Most of the
criticism of President Obama’s numerous executive tweaks to the
health care law—including the delay of the employer mandate and
demands that health plans comply with certain requirements—has come
from people who oppose Obamacare.
But in an article for
The New England Journal of Medicine, Nicholas
Bagley, a professor at the University of Michigan Law School who is
a supporter of the Affordable Care Act, warns that some of the
administration’s alterations of the law are not just legally
dubious. They set a precedent that could stymie the law’s larger
goals in the long run:
In short, the delays appear to exceed the traditional scope of
the President’s enforcement discretion. To some extent, the
President’s willingness to press against legal boundaries is an
understandable and even predictable response to the difficulties of
implementing a complex statute in a toxic and highly polarized
political environment.
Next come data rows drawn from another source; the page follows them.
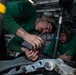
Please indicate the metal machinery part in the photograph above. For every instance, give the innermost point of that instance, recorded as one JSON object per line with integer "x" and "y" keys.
{"x": 21, "y": 65}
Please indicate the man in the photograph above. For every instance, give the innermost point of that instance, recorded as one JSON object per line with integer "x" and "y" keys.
{"x": 66, "y": 45}
{"x": 21, "y": 19}
{"x": 19, "y": 15}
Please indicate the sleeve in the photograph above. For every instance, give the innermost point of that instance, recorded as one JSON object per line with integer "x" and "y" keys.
{"x": 15, "y": 44}
{"x": 50, "y": 48}
{"x": 72, "y": 47}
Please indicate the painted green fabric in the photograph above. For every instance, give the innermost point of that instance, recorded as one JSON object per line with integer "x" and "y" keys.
{"x": 19, "y": 14}
{"x": 69, "y": 47}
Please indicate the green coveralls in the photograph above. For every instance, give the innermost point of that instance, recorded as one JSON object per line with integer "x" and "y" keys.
{"x": 19, "y": 14}
{"x": 69, "y": 46}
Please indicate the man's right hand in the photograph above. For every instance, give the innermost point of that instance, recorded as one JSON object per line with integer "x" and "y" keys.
{"x": 31, "y": 54}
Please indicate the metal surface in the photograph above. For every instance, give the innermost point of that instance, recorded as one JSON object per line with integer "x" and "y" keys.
{"x": 2, "y": 15}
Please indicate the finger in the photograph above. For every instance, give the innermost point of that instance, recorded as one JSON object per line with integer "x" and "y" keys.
{"x": 40, "y": 39}
{"x": 37, "y": 44}
{"x": 34, "y": 55}
{"x": 34, "y": 59}
{"x": 24, "y": 49}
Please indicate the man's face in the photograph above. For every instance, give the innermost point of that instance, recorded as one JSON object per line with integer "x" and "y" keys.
{"x": 44, "y": 27}
{"x": 63, "y": 37}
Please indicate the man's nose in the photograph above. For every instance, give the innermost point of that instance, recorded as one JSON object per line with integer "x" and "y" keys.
{"x": 45, "y": 31}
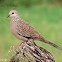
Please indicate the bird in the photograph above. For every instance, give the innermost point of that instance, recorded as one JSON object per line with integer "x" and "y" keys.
{"x": 24, "y": 31}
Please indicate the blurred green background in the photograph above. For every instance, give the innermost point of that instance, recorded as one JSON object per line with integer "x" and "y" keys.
{"x": 44, "y": 15}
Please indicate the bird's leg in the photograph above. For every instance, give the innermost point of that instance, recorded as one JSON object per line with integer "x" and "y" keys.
{"x": 22, "y": 42}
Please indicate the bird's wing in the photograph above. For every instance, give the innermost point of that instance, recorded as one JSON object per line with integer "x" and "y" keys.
{"x": 25, "y": 29}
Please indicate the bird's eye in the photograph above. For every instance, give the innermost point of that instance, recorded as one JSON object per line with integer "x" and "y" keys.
{"x": 13, "y": 13}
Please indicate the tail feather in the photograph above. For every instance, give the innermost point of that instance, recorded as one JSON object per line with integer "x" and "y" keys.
{"x": 50, "y": 43}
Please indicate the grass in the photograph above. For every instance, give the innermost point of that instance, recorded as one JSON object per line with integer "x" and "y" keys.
{"x": 47, "y": 19}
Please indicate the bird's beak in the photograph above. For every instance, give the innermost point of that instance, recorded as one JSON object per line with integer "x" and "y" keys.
{"x": 8, "y": 16}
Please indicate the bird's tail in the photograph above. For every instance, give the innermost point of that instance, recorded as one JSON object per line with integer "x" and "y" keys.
{"x": 50, "y": 43}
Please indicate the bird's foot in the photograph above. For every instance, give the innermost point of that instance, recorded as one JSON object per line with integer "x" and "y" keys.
{"x": 22, "y": 42}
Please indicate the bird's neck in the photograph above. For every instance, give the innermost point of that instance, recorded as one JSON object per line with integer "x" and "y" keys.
{"x": 16, "y": 18}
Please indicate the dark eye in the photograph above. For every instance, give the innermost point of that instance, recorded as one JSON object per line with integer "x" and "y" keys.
{"x": 13, "y": 13}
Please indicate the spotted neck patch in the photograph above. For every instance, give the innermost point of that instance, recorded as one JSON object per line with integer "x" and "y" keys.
{"x": 16, "y": 19}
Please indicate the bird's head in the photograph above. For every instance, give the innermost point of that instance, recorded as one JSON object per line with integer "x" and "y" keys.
{"x": 13, "y": 13}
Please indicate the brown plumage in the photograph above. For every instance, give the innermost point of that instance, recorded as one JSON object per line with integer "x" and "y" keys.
{"x": 24, "y": 31}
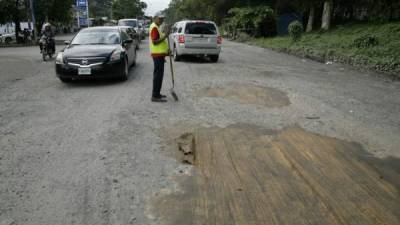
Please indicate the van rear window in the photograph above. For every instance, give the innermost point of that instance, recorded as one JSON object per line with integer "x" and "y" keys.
{"x": 130, "y": 23}
{"x": 200, "y": 28}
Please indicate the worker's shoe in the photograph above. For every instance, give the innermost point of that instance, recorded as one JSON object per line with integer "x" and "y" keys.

Congress’s unwillingness to work
constructively with the White House to tweak the ACA has increased
the pressure on the administration to move assertively to manage
the challenges that inevitably arise in rolling out a massive—and
critically important—federal program.The delays nonetheless set a troubling precedent. They are
unlikely to be challenged in court—no one has standing to sue over
the employer-mandate delays, and no insurer has thought it
worthwhile to challenge the “like it, keep it” fix. But a future
administration that is less sympathetic to the ACA could invoke the
delays as precedent for declining to enforce other provisions that
it dislikes, including provisions that are essential to the proper
functioning of the law. The delays could therefore undermine the
very statute they were meant to protect—and perhaps imperil the
ACA’s effort to extend coverage to tens of millions of people.
I have
argued in the past that the administration’s delays have
prioritized short-term political gain at the expense of the law’s
policy design. Bagley’s piece suggests that the delays have also
made the health law more susceptible to attacks from future
administrations who do not share the Obama administration’s
commitment to the law or its goals.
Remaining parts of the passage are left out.